Ist Teilchenphysik Kunst?

Denner: In gewissem Sinne ja. Zum einen muss man kreativ arbeiten – beispielsweise, wenn man neue Experimente entwirft. Zum anderen ist Grundlagenforschung wertfrei, so wie Kunst auch. Und: Weder die Teilchenphysik noch die Kunst verfolgen das primäre Ziel, Profit zu schlagen.

Wie stehen Physiker zur Philosophie?

Denner: Es ist in erster Linie Aufgabe der Philosophie nachzufragen, woher wir kommen und was wir sind.

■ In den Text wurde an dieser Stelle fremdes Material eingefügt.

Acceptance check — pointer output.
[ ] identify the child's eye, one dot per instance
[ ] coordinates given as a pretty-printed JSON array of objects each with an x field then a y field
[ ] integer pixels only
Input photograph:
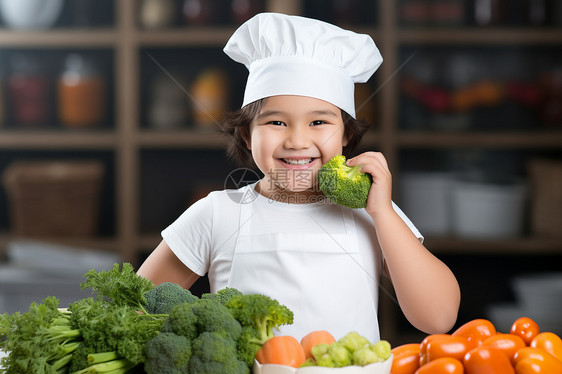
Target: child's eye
[
  {"x": 317, "y": 122},
  {"x": 276, "y": 123}
]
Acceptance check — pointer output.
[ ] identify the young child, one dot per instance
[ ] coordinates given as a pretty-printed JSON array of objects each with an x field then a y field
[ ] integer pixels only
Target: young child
[{"x": 279, "y": 236}]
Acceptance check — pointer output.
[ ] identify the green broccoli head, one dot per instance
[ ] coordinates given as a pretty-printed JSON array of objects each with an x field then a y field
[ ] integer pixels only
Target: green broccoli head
[
  {"x": 247, "y": 348},
  {"x": 259, "y": 316},
  {"x": 167, "y": 353},
  {"x": 344, "y": 185},
  {"x": 162, "y": 298},
  {"x": 262, "y": 313},
  {"x": 181, "y": 321},
  {"x": 212, "y": 316},
  {"x": 223, "y": 295},
  {"x": 214, "y": 353}
]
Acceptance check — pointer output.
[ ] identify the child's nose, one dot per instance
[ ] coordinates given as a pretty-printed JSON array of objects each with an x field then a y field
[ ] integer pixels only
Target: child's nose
[{"x": 298, "y": 138}]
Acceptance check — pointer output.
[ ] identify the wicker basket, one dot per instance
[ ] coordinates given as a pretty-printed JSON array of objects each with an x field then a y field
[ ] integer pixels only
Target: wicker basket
[
  {"x": 54, "y": 198},
  {"x": 546, "y": 197}
]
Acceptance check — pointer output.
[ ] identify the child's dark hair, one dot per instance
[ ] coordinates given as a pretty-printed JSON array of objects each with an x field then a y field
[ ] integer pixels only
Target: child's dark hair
[{"x": 236, "y": 126}]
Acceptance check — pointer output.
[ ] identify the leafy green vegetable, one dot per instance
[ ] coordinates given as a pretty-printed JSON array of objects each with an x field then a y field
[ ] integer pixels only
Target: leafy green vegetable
[
  {"x": 120, "y": 284},
  {"x": 214, "y": 353},
  {"x": 223, "y": 295},
  {"x": 38, "y": 341},
  {"x": 162, "y": 298},
  {"x": 167, "y": 353},
  {"x": 352, "y": 349},
  {"x": 344, "y": 185},
  {"x": 259, "y": 316},
  {"x": 212, "y": 316}
]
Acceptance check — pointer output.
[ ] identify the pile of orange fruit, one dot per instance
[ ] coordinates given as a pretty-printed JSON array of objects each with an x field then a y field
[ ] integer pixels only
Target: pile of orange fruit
[{"x": 477, "y": 348}]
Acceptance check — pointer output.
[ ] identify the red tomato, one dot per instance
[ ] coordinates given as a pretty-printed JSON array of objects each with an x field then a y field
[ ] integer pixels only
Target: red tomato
[
  {"x": 443, "y": 365},
  {"x": 537, "y": 354},
  {"x": 487, "y": 360},
  {"x": 443, "y": 345},
  {"x": 536, "y": 366},
  {"x": 525, "y": 328},
  {"x": 406, "y": 359},
  {"x": 476, "y": 331},
  {"x": 507, "y": 343},
  {"x": 423, "y": 347},
  {"x": 282, "y": 350},
  {"x": 550, "y": 342}
]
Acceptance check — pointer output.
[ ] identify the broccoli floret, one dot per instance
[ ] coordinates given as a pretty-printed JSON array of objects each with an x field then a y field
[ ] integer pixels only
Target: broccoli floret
[
  {"x": 214, "y": 353},
  {"x": 167, "y": 353},
  {"x": 212, "y": 316},
  {"x": 223, "y": 295},
  {"x": 344, "y": 185},
  {"x": 162, "y": 298},
  {"x": 181, "y": 321},
  {"x": 259, "y": 316}
]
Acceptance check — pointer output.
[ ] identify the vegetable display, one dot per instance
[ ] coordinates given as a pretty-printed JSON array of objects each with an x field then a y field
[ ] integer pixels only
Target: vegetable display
[
  {"x": 129, "y": 325},
  {"x": 352, "y": 349},
  {"x": 344, "y": 185},
  {"x": 478, "y": 348}
]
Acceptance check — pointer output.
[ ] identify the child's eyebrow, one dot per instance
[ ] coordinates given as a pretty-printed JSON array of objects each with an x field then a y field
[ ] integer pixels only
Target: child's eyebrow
[{"x": 314, "y": 112}]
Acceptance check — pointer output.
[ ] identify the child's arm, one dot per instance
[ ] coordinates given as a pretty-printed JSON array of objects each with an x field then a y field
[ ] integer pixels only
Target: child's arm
[
  {"x": 426, "y": 289},
  {"x": 163, "y": 266}
]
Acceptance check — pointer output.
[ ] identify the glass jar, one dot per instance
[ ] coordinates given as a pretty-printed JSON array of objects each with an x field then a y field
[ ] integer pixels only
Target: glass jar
[
  {"x": 156, "y": 14},
  {"x": 81, "y": 93},
  {"x": 211, "y": 93},
  {"x": 489, "y": 12},
  {"x": 28, "y": 92}
]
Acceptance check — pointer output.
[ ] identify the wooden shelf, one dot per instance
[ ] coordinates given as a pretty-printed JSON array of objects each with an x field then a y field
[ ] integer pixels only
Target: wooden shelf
[
  {"x": 58, "y": 38},
  {"x": 200, "y": 36},
  {"x": 104, "y": 244},
  {"x": 480, "y": 36},
  {"x": 188, "y": 138},
  {"x": 495, "y": 139},
  {"x": 58, "y": 140}
]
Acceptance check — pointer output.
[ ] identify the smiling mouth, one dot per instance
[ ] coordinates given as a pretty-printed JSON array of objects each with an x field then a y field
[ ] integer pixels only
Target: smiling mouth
[{"x": 301, "y": 161}]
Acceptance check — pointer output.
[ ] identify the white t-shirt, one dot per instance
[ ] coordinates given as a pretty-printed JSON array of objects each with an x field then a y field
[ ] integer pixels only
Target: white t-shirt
[{"x": 204, "y": 236}]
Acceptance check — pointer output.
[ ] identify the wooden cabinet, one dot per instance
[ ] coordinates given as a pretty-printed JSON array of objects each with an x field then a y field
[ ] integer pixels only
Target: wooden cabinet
[{"x": 145, "y": 164}]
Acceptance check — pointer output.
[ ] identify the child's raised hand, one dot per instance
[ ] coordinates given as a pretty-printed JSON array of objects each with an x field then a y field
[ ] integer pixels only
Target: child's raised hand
[{"x": 380, "y": 194}]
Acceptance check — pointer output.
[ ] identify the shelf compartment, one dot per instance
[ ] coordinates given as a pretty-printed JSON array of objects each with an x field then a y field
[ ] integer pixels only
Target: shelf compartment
[
  {"x": 186, "y": 138},
  {"x": 466, "y": 36},
  {"x": 57, "y": 140},
  {"x": 201, "y": 36},
  {"x": 66, "y": 38},
  {"x": 496, "y": 139}
]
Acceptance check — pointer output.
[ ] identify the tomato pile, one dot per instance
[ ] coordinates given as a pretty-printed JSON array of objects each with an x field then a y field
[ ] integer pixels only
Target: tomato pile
[{"x": 477, "y": 348}]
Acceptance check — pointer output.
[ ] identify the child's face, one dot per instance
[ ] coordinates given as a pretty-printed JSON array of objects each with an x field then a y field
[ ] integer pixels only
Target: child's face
[{"x": 291, "y": 138}]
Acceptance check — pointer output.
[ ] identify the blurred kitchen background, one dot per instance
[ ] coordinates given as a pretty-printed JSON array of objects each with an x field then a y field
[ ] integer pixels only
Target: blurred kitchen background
[{"x": 103, "y": 144}]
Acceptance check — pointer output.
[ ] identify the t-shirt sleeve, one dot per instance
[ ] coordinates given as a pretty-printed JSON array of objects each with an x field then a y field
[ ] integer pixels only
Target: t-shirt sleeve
[
  {"x": 190, "y": 235},
  {"x": 408, "y": 222}
]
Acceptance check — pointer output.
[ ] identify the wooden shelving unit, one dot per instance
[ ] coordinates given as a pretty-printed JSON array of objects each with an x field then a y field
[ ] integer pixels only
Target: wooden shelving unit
[{"x": 127, "y": 139}]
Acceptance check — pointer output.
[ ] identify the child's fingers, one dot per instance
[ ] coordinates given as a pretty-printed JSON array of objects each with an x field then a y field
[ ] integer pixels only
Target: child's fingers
[{"x": 368, "y": 158}]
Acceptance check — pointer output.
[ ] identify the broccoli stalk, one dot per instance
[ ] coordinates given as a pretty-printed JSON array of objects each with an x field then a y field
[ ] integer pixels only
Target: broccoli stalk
[
  {"x": 344, "y": 185},
  {"x": 259, "y": 316}
]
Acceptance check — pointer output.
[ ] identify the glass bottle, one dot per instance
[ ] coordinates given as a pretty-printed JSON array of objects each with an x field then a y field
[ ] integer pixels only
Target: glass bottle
[
  {"x": 28, "y": 92},
  {"x": 155, "y": 14},
  {"x": 81, "y": 93},
  {"x": 489, "y": 12},
  {"x": 210, "y": 92},
  {"x": 199, "y": 12},
  {"x": 243, "y": 10}
]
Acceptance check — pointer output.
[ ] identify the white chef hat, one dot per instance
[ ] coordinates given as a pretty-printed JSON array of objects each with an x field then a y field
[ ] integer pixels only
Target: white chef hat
[{"x": 292, "y": 55}]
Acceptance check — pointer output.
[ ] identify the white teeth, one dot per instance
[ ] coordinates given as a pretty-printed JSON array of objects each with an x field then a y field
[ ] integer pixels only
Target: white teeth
[{"x": 303, "y": 161}]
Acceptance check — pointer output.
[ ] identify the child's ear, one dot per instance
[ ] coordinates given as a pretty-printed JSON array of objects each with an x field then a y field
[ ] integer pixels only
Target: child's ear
[{"x": 244, "y": 133}]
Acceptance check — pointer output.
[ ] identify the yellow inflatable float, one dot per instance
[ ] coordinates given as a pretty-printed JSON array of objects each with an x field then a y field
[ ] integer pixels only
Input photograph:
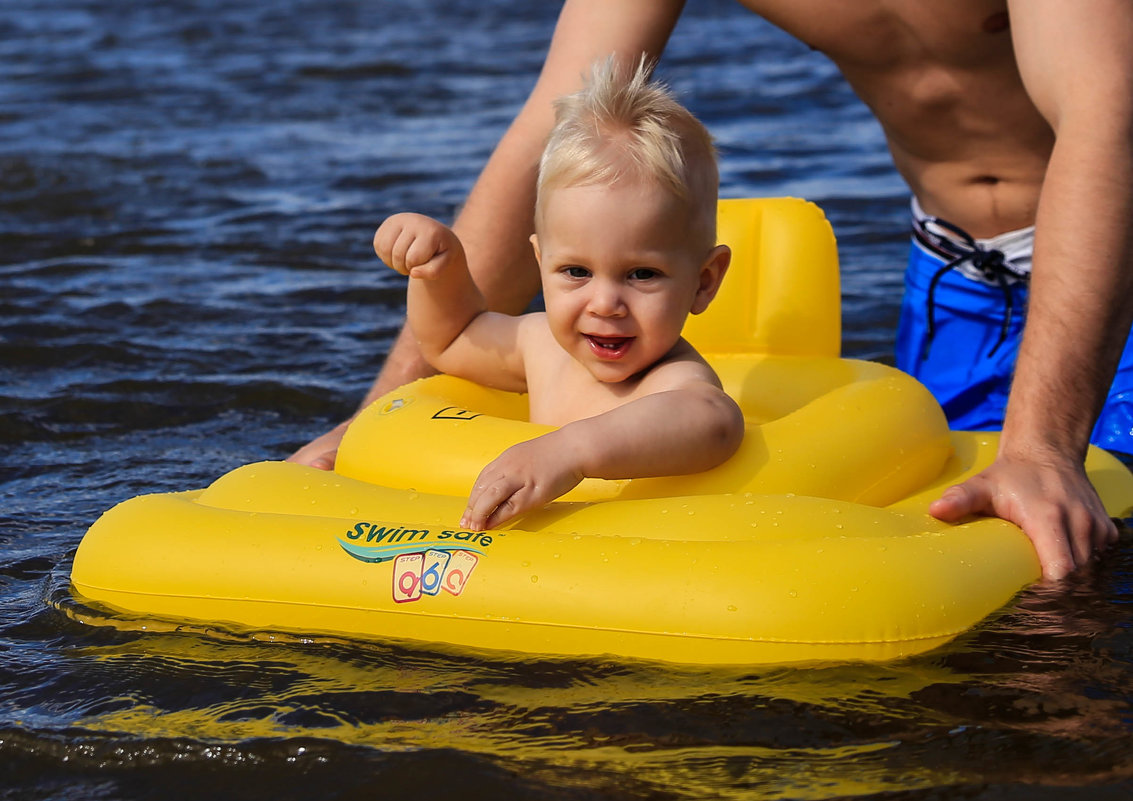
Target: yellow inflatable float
[{"x": 811, "y": 543}]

Dabei tut sie gut daran, die Erkenntnisse der Teilchenphysik zu berücksichtigen. Umgekehrt lässt sich die Teilchenphysik von der Philosophie nicht so sehr für die tägliche Arbeit inspirieren.

Es soll Physiker geben, die auf der Suche nach der Weltformel sind. Wie könnte diese aussehen?

Denner: Die Zeit, dass Physiker auf der Suche nach der Weltformel sind, ist vorbei. Vor etwa 50 Jahren hoffte man, eine Formel zu finden, die die ganze Welt beschreibt. Inzwischen hat man gelernt, dass das so einfach nicht ist. Schon allein, wenn Sie das Standardmodell auf ein Blatt Papier aufzeichnen, müssen Sie schon klein schreiben, damit Sie es auf eine Seite bringen.

Selbst mit der Entdeckung des Higgs-Teilchens könnte man die Welt jetzt nicht nachbauen?

Trefzger: Nein. Das Higgs-Teilchen kann man aber schon als einen weiteren Schritt zu einer Art Weltformel deuten.

Immer auf der Suche nach den kleinsten Teilchen – macht so eine Arbeit besessen?

Denner: Mich nicht (lacht). TREFZGER: Es wird nie langweilig, sagen wir's mal so.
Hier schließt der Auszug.